5) Remember other normal values, normal HCO3=22-28 mmol, PaO2 more than 10.6 kpa ( 1kPa=7.6mmHg), PaCO2=4.7-6.0 kPa ( 35-45mmHg)

OK, for you to interpret ABG results correctly, follow these simple steps,

1) Read the PH first, if PH<7.35, it is acidosis, if it is more than 7.45, it is alkalosis.
2) Once you know whether it is acidosis or alkalosis, you must determine eithet it is respiratory or metabolic, I find two useful parameters to look at, HCO3 and PaCO2.

Let me show you a few examples,

1) Metabolic Acidosis

I still think this is the commonest and most important acid-base balance disorder you will find in your MRCP and daily clinical practice. Read the causes for metabolic acidosis in my previous post.

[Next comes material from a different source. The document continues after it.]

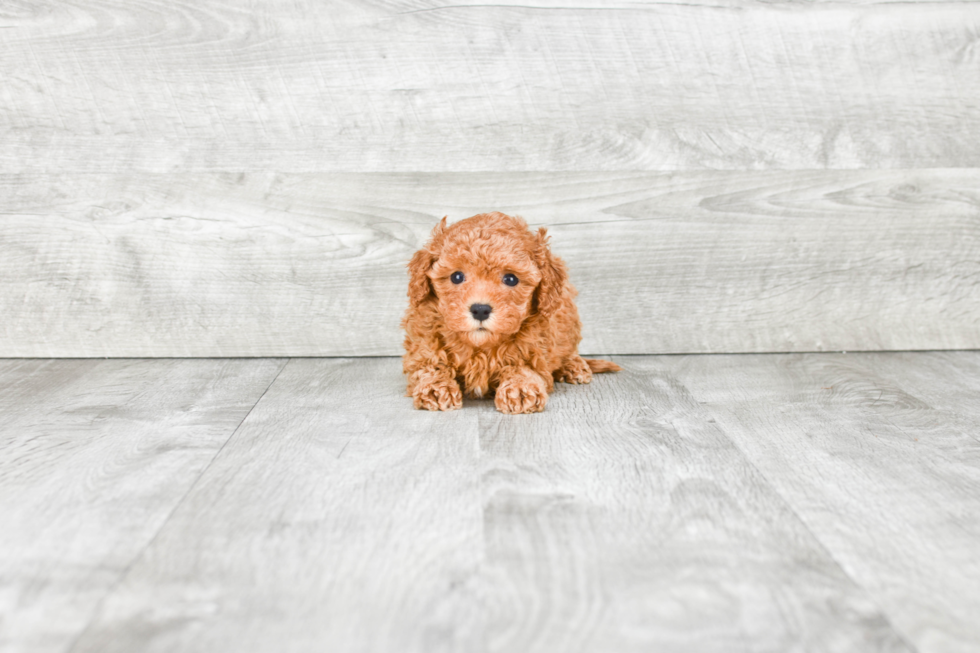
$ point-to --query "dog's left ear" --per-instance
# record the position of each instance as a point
(554, 275)
(419, 285)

However, in daily practice, you commonly find metabolic acidosis in uraemia ( chronic kidney disease patient) , diabetic ketoacidosis, salicylates poisoning and lactic acidosis.

Therefore, in metabolic acidosis, you will find PH↓, HCO3↓ and PaCO2↓, it is easy to understand, in metabolic acidosis, our body cannot conserve HCO3, therefore the level of HCO3 is low, however, for our body to compensate ( try to push up PH level), we will hyperventilate to blow out more CO2 ( because CO2 is acidic), therefore, patient will hyperventilate in metabolic acidosis. (air hunger)

You must remember that there are two types of metabolic acidosis- reduced anion gap and normal anion gap ( normal anion gap=8-16 mmol) metabolic acidosis, I have covered this topic in my previous post.

MRCP Question

A 16-year old girl is admitted to your ward from A+E department due to vomiting and abdominal pain. She has no known medical problems and denies taking any illegal drugs.

On examination, you noticed she is dehydrated, blood pressure=90/50, pulse rate=120 and her abdomen is soft. Below are her blood results,

Full blood count
Total white 16,000 ( Normal 4000-11,000)
Hb=12.3
Plt= 235,000

K= 3.2
Creatinine= 110
Na= 131
Cl=100

ABG ( on room air)
PH=7.21
HCO3= 12
PaO2= 12.2 kPa
PaCO2=2.5 kPa

Q: What is the diagnosis?
For the above ABG result, you know that the patient has metabolic acidosis and she presents with history of vomiting and abdominal pain, the first provisional diagnosis you should think of as a SHO is diabetic ketoacidosis!

2) Respiratory Acidosis

This is the second commonest acid-base balance problem you will see in your daily practice. Patients develop this because he/she is unable to blow out CO2 in the lung leading to accumulation of CO2 and respiratory acidosis. Therefore, our body will try to compensate by keeping more HCO3 via the kidney to buffer the acidosis. However, you must remember that kidney works somehow slower than the lung, therefore in acute respiratory acidosis (acute CO2 retention), you may find the HCO3 level is normal but in chronic CO2 retention ( such as in CAPD/COAD or chronic lung disease patients), the HCO3 level tends to be high.

This remembers me when I was a medical student where my lecturer liked to ask me way to help clinicians to differentiate COAD/COPD from asthma by looking at ABG results.

If you are a SHO on call in chest ward, a patient comes in with acute breathlessness and you notice he/she has rhonci all over the lung, you will most probably find the following ABG if you put patient on oxygen supplement,

PH ↓, PaO2 ↑, PaCO2↑ ( Respiratory acidosis)

For COAD /COPD, since that patients may have chronic CO2 retention, you will notice the HCO3 level tends to be high but in asthmatic patients, since it is an acute asthmatic attack that leads patient to have acute CO2 retention, you may find the HCO3 level to be normal ( kidney needs sometime to conserve HCO3, therefore in acute CO2 retention, the HCO3 level may be normal)

However, I must warn you that this rule is only for your reference only, there is no 100% in clinical medicine but I find this rule rather useful in daily practice.